عَنْ عَمْرِو بْنِ شُعَيْبٍ عَنْ أَبِيهِ عَنْ جَدِّهِ قَالَ: جَاءَ أَعْرَابِيٌّ إِلَى النَّبِيِّ (صَلَّى اللَّهُ عَلَيْهِ وَ سَلَّمْ) يَسْأَلُهُ عَنِ الْوُضُوءِ فَأَرَاهُ الْوُضُوءَ ثَلاَثًا ثَلاَثًا ثُمَّ قَالَ: “هَكَذَا الْوُضُوءُ فَمَنْ زَادَ عَلَى هَذَا فَقَدْ أَسَاءَ وَتَعَدَّى وَظَلَمَ.”

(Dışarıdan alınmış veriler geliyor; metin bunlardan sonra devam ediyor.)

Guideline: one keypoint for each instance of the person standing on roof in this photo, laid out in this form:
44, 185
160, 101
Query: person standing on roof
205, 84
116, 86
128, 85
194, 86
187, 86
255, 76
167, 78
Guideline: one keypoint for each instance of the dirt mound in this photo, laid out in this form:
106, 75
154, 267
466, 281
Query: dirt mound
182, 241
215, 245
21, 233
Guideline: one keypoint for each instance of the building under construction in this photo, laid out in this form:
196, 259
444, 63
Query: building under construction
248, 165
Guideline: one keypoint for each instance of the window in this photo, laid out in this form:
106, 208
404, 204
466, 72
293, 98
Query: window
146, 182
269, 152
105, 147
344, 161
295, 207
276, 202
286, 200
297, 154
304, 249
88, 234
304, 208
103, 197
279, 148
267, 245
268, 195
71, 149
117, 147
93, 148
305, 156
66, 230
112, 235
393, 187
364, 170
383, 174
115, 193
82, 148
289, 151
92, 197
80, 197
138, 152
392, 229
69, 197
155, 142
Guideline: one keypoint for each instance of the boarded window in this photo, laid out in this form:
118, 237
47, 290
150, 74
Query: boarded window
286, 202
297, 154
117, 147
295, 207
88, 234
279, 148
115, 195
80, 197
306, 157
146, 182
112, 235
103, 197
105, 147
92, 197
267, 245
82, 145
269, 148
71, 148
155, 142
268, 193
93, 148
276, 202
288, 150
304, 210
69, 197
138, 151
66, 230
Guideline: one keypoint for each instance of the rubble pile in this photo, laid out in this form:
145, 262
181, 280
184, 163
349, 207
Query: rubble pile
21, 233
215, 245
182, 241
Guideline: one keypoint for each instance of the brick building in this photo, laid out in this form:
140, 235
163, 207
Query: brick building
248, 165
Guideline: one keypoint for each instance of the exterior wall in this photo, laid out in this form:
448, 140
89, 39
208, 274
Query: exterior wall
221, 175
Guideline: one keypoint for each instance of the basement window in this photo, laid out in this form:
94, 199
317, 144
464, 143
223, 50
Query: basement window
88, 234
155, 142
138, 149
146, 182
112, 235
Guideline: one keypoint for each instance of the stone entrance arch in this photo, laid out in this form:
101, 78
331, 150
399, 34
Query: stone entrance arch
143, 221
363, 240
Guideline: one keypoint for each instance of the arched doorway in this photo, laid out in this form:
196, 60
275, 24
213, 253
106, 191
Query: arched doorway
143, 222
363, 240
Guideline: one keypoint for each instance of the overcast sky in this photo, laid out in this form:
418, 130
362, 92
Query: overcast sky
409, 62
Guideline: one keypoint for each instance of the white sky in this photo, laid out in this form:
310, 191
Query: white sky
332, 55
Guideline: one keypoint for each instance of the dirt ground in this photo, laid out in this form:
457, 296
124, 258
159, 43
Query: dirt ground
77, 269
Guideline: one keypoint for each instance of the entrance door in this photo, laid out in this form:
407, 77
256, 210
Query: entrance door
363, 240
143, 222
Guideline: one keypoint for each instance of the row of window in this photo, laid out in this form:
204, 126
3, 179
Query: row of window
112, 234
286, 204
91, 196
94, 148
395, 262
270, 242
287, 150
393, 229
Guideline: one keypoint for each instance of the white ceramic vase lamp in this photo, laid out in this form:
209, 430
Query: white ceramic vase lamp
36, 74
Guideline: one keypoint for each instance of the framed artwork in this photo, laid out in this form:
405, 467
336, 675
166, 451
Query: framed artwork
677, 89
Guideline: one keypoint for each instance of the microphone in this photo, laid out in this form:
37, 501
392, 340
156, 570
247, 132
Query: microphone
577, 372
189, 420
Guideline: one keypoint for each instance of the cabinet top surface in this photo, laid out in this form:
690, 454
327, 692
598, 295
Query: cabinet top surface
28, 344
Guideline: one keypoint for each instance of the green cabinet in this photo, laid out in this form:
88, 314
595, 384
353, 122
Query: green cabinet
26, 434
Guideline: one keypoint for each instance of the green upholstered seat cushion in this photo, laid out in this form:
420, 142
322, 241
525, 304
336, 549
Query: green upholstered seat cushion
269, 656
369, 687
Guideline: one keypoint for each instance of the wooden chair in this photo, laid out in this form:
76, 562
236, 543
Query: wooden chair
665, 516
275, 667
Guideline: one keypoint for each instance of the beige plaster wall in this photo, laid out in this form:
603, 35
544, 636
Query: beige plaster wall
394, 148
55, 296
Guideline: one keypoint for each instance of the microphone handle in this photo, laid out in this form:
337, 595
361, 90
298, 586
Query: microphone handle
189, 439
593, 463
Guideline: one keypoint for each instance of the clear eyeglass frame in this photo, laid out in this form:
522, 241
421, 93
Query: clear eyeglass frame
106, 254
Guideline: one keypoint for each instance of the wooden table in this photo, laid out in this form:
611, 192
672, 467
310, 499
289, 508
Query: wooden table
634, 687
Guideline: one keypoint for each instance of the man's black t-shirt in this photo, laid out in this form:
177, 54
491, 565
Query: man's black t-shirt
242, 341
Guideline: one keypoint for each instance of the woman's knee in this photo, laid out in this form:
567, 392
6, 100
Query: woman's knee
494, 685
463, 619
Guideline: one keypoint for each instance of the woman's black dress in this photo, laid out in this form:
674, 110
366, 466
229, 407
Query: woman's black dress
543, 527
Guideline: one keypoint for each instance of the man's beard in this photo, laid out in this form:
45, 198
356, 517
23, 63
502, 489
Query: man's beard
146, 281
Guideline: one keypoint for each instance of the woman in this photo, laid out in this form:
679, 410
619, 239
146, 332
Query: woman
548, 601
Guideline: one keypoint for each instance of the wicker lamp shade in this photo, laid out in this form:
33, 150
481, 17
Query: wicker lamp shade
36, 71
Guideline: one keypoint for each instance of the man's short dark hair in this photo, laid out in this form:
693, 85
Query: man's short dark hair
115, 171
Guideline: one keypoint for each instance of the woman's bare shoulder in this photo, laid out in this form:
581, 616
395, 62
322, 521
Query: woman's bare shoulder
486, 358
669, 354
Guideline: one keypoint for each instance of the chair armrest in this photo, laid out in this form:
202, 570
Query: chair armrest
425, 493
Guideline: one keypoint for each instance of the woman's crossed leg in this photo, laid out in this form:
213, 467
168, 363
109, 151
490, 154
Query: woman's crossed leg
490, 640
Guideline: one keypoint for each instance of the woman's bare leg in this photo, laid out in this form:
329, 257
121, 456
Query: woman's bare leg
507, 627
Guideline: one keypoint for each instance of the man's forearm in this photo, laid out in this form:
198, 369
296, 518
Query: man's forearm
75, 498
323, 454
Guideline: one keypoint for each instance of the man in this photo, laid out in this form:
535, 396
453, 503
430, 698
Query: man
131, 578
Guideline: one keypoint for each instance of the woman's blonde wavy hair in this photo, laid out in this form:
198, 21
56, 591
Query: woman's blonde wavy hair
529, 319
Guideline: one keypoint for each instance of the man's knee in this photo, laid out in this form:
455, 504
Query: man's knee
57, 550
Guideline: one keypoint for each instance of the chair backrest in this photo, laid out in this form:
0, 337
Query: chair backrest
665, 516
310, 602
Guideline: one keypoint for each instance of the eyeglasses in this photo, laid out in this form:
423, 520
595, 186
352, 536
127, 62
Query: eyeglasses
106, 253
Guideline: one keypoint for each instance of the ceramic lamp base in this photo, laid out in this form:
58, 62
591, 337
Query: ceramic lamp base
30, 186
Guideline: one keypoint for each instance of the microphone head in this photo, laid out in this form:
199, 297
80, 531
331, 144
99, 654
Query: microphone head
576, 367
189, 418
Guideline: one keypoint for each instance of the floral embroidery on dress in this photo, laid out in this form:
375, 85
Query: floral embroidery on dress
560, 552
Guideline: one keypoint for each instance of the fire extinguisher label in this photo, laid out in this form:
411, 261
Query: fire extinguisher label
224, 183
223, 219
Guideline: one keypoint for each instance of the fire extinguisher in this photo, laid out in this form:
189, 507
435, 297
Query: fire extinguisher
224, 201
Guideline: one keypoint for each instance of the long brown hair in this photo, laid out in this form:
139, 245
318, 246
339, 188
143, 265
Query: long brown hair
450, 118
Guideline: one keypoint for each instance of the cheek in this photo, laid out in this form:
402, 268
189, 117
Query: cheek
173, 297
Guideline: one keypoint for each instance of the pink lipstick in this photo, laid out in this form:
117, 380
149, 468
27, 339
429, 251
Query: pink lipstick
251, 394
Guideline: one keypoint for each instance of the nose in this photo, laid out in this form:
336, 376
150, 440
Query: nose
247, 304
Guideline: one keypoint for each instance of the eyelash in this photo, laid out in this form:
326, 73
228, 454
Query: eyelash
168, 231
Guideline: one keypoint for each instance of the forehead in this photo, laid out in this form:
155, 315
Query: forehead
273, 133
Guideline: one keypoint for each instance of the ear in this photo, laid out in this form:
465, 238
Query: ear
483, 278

Amr b. Şuayb"ın, babası aracılığıyla dedesinden naklettiğine göre, bir bedevî abdest hakkında sorular sormak üzere Hz. Peygamber"e (sav) gelmişti. Peygamberimiz azalarını üçer kere yıkayarak abdesti ona göstermiş ve şöyle buyurmuştu:
“İşte abdest böyle alınır. Kim bundan daha fazlasını yaparsa hatalı davranmış, haddini aşmış ve zulmetmiş olur.”